Serie A e stadi, incassi record (ma ai club resta la metà)
Il calcio italiano vive un boom di presenze e ricavi, ma non è tutto oro quello che luccica. Ecco come funziona l'equilibrio tra spese, tasse e affitti e perché alle società rimane il 50% di quanto incassano al botteghino
Un record dopo l'altro, il calcio italiano sta riscoprendo il piacere di andare allo stadio. La stagione in corso è la migliore degli anni Duemila per presenze sugli spalti e viene dopo un 2022/2023 che ha fatto segnare il primato di ricavi alla voce ticketing: oltre 400 milioni di euro. Un segnale positivo e insperato visto che per lunghi decenni la curva del numero degli spettatori era stata calante e l'impatto degli incassi da botteghino sempre più marginale nei conti disastrati del nostro pallone.
La pandemia Covid rischiava di essere la mazzata definitiva e, invece, è solo stato l'anno zero da cui ripartire. Se è vero che gli stadi italiani rimangono i più vecchi in Europa e sono in larga parte non adeguati alle esigenze di fruizione moderna dello spettacolo calcistico, la risposta dei tifosi ha mostrato che l'interesse per il pallone è sempre vivo.
L'andata del quarto di finale della Champions League tra Inter e Atletico Madrid dello scorso 20 febbraio ha fatto registrare per i nerazzurri un incasso lordo di 9.218.859 euro, il secondo della storia dopo i 10.461.705 dell'Euroderby del maggio 2023. E Inter-Juventus, partita scudetto di questo inverno, ha toccato i 6.296.245 euro mettendosi al secondo posto nell'elenco storico della Serie A. Due esempi tra tanti in una stagione in cui quasi tutte le squadre possono vantare numeri importanti e la media presenze è salita a 30.763 per gara. Il 30% in più rispetto a dieci anni fa (erano 23.351 nel 2014) e il 57% in più sul primato negativo della stagione post calciopoli, quella dei 19.307 che aveva spinto la Serie A ai margini d'Europa.
INCASSI RECORD, QUANTO RESTA DI NETTO AI CLUB
Ovviamente non è tutto oro quello che luccica. Non tutto quello che viene dichiarato come incasso lordo finisce nelle disponibilità delle società perché ci sono tasse, spese e oneri che ne riducono gli effetti. Quanto? La stima è che, rispetto al lordo che entra come voce nel fatturato, alla fine la quota che rimane netta si aggira intorno al 50%.
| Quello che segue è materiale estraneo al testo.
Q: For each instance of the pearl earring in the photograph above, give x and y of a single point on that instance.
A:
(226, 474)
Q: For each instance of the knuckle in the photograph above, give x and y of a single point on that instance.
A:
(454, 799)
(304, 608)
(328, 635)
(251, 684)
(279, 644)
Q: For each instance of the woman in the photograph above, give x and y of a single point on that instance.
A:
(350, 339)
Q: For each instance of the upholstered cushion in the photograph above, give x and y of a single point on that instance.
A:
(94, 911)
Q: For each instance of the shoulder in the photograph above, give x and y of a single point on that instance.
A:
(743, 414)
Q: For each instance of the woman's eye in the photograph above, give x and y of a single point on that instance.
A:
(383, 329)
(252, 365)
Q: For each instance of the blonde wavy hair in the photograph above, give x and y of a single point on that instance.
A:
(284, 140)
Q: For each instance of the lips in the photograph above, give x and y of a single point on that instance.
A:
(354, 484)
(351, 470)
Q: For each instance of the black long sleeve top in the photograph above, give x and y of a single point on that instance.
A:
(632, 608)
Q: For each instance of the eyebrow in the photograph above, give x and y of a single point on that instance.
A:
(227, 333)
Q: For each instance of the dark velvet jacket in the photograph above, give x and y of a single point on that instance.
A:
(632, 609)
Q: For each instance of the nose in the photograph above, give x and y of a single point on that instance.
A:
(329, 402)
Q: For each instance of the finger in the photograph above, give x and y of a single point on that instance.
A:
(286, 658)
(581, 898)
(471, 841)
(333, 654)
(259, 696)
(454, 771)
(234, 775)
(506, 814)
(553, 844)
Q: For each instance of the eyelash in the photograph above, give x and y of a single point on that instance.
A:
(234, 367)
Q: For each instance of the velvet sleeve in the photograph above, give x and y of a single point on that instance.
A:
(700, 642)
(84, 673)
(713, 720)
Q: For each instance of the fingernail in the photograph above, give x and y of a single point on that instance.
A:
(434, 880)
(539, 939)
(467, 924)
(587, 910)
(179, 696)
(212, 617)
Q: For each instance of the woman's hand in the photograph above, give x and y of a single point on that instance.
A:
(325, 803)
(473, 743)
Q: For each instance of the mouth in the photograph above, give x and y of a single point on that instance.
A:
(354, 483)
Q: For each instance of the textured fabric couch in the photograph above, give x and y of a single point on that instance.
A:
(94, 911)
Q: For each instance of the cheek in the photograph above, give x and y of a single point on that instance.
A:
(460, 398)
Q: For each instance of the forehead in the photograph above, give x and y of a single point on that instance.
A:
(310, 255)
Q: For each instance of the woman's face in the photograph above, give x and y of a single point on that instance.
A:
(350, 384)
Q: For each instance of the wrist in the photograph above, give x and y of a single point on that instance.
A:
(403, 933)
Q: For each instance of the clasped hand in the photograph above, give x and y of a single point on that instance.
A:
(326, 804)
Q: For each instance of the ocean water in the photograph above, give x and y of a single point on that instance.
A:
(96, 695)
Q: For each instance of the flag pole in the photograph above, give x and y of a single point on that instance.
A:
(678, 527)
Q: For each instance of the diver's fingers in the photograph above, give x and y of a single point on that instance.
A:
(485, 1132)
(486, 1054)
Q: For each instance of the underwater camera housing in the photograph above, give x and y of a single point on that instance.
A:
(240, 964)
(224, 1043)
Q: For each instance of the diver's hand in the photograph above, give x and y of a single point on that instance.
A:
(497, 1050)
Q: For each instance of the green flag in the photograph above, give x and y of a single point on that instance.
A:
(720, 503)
Quando un club comunica il dato del match day di una partita, solitamente comprende quanto ricavato al botteghino dalla vendita dei biglietti singoli per quella sfida, la quota abbonamenti (molte società utilizzano ormai il numero chiuso delle tessere per poter poi ottimizzare gli incassi dalla vendita libera), quanto ricavato dalle ricche hospitality - sempre per quota parte laddove sono cedute per tutta la stagione - e l'incasso dei parcheggi.
Trovato il dato lordo, per arrivare al netto bisogna cominciare a detrarre spese e oneri partendo dal 22% di IVA che deve essere riconosciuto al Fisco. Ci sono poi i costi vivi per attivare i servizi proposti (hospitality, hostess, steward, catering e allestimento delle aree dell'impianto che accolgono i tifosi delle zone corporate) e quelli legati alla sicurezza che dentro gli impianti è a carico delle società: security, ambulanze, Vigili del fuoco e controlli ai cancelli). Queste due macro voci portano via, nella media, circa il 9% di quanto incassato.
Ciascuna squadra, poi, deve conteggiare i costi di affitto dello stadio visto che pochissime lo hanno di proprietà. Prendendo come esempio Inter e Milan, entrambe versano circa 4,5 milioni di euro all'anno al Comune di Milano per la concessione di San Siro. Stimando in una trentina le partite stagionali tra campionato, Coppa Italia e coppe europee, ecco che l'impatto dell'affitto si aggira intorno ai 150.000 euro ogni volta che si gioca. Un'altra fetta dell'incasso, infine, serve per coprire i costi di gestione dell'impianto e delle società che se ne occupano: nel caso di Milano, per esempio, la MiStadio che è stata creata da Inter e Milan per occuparsi di San Siro.